In its valuation experience, HonestDoor blends live market information with a digital repository of property taxes, transaction data, permit data and neighborhood growth rates for over 16 million properties throughout Canada.

“HonestDoor provides consumers with real-time home valuations as they go through our digitized homebuying process. The technology is fully integrated, providing a seamless appraisal experience for all users,” Ownly stated.

Ownly’s experience overlaps with an industry-wide onset of software that collectively, and without direct cooperation, is making houses into functioning data ecosystems.

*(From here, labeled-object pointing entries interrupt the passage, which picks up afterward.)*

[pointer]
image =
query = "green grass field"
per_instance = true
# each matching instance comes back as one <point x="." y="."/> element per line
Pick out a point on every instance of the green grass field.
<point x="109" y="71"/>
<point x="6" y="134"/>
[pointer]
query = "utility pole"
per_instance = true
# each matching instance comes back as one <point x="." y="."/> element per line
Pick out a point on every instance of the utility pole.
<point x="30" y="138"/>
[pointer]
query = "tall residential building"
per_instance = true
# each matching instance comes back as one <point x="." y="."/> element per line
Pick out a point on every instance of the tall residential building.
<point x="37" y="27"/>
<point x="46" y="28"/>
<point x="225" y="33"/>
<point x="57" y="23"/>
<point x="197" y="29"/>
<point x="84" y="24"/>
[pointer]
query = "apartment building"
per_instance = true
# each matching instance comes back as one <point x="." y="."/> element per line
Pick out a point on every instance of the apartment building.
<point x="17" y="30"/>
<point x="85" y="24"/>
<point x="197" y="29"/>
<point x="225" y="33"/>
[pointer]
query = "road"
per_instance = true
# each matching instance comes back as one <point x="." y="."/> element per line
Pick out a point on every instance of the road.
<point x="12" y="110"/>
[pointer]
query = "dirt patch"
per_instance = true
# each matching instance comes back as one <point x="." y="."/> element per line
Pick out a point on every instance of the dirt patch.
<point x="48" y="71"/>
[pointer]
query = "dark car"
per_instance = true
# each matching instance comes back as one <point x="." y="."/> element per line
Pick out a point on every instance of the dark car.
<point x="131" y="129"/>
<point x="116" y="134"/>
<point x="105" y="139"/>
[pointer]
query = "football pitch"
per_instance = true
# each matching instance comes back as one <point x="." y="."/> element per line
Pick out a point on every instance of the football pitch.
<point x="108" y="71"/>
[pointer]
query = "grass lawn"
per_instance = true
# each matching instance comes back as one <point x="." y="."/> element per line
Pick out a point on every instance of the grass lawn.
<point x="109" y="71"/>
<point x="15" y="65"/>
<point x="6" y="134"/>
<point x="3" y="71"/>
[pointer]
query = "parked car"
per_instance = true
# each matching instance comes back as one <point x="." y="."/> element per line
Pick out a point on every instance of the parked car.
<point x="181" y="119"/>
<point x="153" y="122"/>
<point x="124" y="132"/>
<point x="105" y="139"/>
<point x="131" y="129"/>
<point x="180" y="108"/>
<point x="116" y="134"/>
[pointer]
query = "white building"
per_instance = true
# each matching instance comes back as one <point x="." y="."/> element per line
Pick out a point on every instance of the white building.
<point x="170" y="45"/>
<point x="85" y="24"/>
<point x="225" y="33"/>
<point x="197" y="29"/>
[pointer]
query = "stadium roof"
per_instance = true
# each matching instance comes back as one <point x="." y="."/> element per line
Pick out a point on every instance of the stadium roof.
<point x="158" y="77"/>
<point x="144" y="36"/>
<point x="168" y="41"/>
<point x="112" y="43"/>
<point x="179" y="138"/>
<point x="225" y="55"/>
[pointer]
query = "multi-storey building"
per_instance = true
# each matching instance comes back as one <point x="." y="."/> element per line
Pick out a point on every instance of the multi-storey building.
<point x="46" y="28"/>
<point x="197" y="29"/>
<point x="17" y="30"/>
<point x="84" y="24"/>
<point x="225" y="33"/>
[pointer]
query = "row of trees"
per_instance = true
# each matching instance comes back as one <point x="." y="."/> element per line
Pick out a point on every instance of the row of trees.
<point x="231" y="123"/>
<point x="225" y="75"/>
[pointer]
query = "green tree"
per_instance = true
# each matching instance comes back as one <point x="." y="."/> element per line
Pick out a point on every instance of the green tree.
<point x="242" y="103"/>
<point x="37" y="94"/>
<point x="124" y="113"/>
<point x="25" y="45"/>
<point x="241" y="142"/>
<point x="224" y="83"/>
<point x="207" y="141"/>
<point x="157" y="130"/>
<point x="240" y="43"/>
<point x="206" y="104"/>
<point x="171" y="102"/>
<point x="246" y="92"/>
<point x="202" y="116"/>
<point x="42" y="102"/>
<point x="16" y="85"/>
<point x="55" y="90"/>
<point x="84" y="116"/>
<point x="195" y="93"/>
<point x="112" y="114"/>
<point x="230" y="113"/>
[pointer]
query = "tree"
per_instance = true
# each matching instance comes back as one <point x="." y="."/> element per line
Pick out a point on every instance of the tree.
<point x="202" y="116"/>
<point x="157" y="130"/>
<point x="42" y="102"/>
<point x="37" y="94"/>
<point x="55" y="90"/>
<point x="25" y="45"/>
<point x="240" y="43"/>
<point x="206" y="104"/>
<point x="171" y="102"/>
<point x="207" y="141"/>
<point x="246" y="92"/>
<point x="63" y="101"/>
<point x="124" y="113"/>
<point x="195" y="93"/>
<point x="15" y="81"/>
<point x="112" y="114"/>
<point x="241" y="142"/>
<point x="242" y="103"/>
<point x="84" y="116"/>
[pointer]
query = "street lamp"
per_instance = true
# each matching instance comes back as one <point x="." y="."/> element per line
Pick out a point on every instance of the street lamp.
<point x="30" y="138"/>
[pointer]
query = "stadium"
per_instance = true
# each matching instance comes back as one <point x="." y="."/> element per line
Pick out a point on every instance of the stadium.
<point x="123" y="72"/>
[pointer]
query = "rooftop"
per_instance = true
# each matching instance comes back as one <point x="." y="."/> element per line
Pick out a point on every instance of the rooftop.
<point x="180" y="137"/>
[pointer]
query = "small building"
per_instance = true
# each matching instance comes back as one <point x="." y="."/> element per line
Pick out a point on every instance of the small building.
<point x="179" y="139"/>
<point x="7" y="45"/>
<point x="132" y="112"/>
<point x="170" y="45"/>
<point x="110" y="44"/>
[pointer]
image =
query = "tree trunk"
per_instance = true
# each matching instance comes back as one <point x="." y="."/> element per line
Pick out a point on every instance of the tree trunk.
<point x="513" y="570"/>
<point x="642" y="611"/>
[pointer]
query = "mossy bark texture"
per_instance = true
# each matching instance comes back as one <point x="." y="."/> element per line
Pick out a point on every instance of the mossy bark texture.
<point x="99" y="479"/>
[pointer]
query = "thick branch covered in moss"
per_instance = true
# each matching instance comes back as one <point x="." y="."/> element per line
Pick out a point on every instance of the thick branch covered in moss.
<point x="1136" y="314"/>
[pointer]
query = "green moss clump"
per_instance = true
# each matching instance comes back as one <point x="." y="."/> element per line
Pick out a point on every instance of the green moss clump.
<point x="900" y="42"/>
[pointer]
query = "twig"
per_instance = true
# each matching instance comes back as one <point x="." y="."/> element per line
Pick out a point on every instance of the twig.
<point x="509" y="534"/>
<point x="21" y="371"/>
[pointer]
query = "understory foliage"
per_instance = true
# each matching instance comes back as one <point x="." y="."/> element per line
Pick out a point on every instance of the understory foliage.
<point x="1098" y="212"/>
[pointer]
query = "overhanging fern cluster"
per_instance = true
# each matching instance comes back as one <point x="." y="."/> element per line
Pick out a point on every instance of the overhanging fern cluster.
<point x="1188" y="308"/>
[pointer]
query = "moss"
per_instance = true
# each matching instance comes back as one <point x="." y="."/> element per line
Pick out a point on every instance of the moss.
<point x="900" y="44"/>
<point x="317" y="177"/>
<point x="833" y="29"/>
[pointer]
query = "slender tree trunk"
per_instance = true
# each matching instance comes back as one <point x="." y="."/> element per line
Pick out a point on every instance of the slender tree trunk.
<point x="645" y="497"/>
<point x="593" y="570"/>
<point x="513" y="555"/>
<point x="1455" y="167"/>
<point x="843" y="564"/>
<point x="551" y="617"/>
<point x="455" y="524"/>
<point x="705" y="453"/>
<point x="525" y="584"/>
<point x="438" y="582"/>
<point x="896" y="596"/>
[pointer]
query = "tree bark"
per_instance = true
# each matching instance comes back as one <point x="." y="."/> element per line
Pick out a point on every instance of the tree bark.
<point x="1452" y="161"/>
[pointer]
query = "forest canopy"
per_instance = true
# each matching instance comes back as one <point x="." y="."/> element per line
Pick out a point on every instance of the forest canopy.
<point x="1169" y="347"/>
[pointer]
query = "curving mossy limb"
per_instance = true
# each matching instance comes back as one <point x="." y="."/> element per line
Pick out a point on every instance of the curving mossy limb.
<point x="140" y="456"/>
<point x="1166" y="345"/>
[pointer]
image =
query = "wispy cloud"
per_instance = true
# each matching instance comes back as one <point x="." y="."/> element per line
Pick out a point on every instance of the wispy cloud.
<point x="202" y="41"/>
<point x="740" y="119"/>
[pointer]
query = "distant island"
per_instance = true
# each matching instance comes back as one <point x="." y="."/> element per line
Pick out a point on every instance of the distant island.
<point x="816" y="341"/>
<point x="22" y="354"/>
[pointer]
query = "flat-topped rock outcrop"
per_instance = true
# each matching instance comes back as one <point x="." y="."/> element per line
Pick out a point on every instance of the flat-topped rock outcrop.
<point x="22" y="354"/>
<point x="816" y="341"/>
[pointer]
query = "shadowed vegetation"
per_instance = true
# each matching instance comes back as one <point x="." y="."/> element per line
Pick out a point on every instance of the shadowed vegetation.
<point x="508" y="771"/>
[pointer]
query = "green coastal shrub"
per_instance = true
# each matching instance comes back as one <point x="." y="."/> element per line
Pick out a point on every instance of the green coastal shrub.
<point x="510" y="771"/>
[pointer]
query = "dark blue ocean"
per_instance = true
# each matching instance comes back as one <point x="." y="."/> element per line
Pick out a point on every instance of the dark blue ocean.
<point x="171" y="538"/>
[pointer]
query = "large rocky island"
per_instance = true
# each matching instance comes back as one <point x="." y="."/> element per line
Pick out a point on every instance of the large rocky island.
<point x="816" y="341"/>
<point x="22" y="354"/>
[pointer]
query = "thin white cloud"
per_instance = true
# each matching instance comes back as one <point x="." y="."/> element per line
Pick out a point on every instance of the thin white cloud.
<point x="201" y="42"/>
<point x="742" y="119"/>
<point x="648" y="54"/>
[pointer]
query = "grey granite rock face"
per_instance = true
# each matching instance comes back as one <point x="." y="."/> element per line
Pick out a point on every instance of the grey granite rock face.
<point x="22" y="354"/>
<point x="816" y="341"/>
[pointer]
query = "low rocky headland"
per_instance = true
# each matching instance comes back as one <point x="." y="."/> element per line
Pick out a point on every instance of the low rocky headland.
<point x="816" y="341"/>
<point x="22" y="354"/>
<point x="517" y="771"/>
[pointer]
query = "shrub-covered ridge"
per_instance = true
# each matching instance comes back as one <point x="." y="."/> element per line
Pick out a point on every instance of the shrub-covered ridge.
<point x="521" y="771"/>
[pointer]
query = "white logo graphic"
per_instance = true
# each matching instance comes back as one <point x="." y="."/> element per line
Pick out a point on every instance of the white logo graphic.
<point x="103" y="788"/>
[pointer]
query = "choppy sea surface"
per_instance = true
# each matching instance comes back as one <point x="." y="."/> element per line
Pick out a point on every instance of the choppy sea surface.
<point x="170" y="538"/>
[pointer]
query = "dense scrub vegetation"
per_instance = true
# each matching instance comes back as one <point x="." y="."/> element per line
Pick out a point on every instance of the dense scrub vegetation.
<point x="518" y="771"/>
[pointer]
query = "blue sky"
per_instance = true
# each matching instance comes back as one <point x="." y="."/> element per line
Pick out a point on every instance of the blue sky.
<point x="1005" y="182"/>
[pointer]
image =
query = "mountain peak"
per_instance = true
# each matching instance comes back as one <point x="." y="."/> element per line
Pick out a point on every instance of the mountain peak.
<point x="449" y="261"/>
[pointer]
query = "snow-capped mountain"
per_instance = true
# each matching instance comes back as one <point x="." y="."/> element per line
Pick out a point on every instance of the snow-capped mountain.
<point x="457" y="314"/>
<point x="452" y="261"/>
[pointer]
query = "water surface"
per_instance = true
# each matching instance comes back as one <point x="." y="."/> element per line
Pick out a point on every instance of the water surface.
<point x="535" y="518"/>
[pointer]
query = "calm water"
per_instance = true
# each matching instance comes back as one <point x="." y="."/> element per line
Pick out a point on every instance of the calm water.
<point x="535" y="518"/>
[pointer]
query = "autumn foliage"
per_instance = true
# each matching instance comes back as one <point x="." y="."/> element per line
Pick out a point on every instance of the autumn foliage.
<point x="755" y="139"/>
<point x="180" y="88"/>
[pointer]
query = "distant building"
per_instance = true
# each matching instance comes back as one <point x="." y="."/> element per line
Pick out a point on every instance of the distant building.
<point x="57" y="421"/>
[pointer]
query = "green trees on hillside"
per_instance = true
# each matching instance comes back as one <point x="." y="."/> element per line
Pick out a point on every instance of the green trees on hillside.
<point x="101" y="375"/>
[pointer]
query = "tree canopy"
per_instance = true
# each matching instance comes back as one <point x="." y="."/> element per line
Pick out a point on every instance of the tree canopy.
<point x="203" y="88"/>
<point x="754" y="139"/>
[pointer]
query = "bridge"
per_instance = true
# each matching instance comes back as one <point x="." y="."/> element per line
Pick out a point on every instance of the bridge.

Long looked at as a static hard asset, the modern house is now embedded with connectivity, wrapped in data about what every renovation costs, connected to the web through inspection and sale data, and its equity is now able to be accessed in the same way we send cash to one another on mobile devices.

Ownly’s effort to “Shopify” new homes will come with an array of long-tail data on what materials costs in what markets, what creates construction delays and how more esoteric concepts, such as financing and regional labor rates impact what a person pays for a home and leads to more transparency from builders.

Plunk, PunchListUSA, Nester and Inspectify are already digitizing the physical aspects of working on a home, and in unison with Ownly and others, contributing to the beneficial commoditization of the American home.